Selçuklu’nun çadırından Osmanlı’nın sarayına, Cumhuriyet’in kuruluş meydanlarından bugünün çağdaş yaşamına kadar kadın, her dönemde milletin kimliğini yoğuran en güçlü unsurlardan biri olmuştur.
Ana değil, aynı zamanda akıl ve irade sahibi birey…
Tarihi, yalnızca “fedakâr anne” tanımıyla sınırlamak büyük bir eksiklik olur. Nitekim Türk devlet geleneğinde kadın, hükümdarın yanında söz söyleme hakkına sahipti; toy meclislerinde, sosyal düzenin birçok alanında etkin bir rol üstleniyordu. “Hatun” unvanı, devlet işlerinde sorumluluk alan, danışılan, kararlara etki eden güçlü bir konumu temsil ediyordu.
Anadolu’da bacıyan-ı Rum teşkilatı, bugün hâlâ hayranlık uyandıracak derecede çağının ötesindeydi. Kadınların ekonomik hayata katıldığı, üretim yaptığı, toplumsal sorumluluk aldığı bir yapı… Bu toprakların mayasında kadının çalışkanlığı ve adalet duygusu vardır.
Kurtuluş Savaşı: Bir milletin yükünü omuzlayan kadınlar
Tarihimizin en kritik dönemlerinden biri olan Kurtuluş Savaşı’nda kadınlar, cephede mermi taşımaktan yeri geldiğinde silah kullanmaya; aş ocaklarını yönetmekten moral kaynağı olmaya kadar milletin kaderine doğrudan dokundular.

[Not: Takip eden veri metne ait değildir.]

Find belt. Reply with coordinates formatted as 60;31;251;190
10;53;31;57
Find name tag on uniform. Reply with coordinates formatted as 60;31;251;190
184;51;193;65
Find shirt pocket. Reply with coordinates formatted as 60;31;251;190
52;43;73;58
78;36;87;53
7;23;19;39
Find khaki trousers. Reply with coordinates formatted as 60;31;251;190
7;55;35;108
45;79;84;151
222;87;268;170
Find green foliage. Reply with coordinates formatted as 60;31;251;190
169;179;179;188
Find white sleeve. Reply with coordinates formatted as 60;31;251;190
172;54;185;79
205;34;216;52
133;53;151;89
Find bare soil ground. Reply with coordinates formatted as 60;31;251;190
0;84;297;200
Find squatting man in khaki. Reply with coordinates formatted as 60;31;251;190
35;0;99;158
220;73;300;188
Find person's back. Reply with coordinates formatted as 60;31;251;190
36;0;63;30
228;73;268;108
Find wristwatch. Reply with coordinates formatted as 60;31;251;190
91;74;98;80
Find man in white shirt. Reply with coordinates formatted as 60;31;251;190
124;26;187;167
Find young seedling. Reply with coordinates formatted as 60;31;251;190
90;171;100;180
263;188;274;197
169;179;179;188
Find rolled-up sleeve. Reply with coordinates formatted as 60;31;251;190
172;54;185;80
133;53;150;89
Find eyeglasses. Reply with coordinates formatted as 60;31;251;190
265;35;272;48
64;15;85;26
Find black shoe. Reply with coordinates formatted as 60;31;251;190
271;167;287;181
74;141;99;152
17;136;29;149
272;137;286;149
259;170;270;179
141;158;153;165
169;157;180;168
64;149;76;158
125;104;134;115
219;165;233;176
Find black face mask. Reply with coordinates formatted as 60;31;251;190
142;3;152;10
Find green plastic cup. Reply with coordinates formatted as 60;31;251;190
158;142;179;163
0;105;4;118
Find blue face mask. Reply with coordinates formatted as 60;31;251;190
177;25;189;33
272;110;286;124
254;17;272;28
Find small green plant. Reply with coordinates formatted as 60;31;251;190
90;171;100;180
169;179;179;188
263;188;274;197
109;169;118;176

Kara Fatma’lar, Nene Hatun’lar, Şerife Bacı’lar… Hepsi, Anadolu’nun isimsiz ama onurlu kahramanlarıydı.
O günün şartlarında gösterilen cesareti düşündüğümüzde, aslında kadınlarımızın yalnızca ev içi rollere değil, milletin varoluş mücadelesine ne kadar güçlü katkılar sunduğunu bir kez daha görürüz.
Cumhuriyet ile birlikte dönüşen kadın kimliği
Atatürk’ün “Dünyada her şey kadının eseridir” sözü, Türkiye’nin yeni yüzünü oluştururken kadının merkezde olacağını işaret ediyordu.
Eğitim, siyaset, hukuk, meslek hayatı… Kadınlar Cumhuriyet ile birlikte her alanda görünür oldular. Bu yalnızca bir hak kazanımı değil, tarihsel bir kimliğin yeniden doğrulmasıydı.
Bugün: Sözün, emeğin ve özgüvenin zamanı
Bugün kadının toplumdaki rolü artık sadece bir konu değil, bir sorumluluktur.
Kadının fikrini, emeğini, üretimini, sanatını, bilgeliğini merkeze alamayan hiçbir toplum, çağın gerisinde kalmaktan kurtulamaz. Tarih bize bunu defalarca gösterdi.
Kadın; toplumu dönüştüren, aileyi şekillendiren, kültürü taşıyan, mücadeleyi büyüten bir güçtür.
Ve bu güç, tarihte olduğu gibi bugün de milletin en sağlam dayanağı olmaya devam etmektedir.
Atatürk, kadınlarımıza seçme ve seçilme hakkını vermiştir.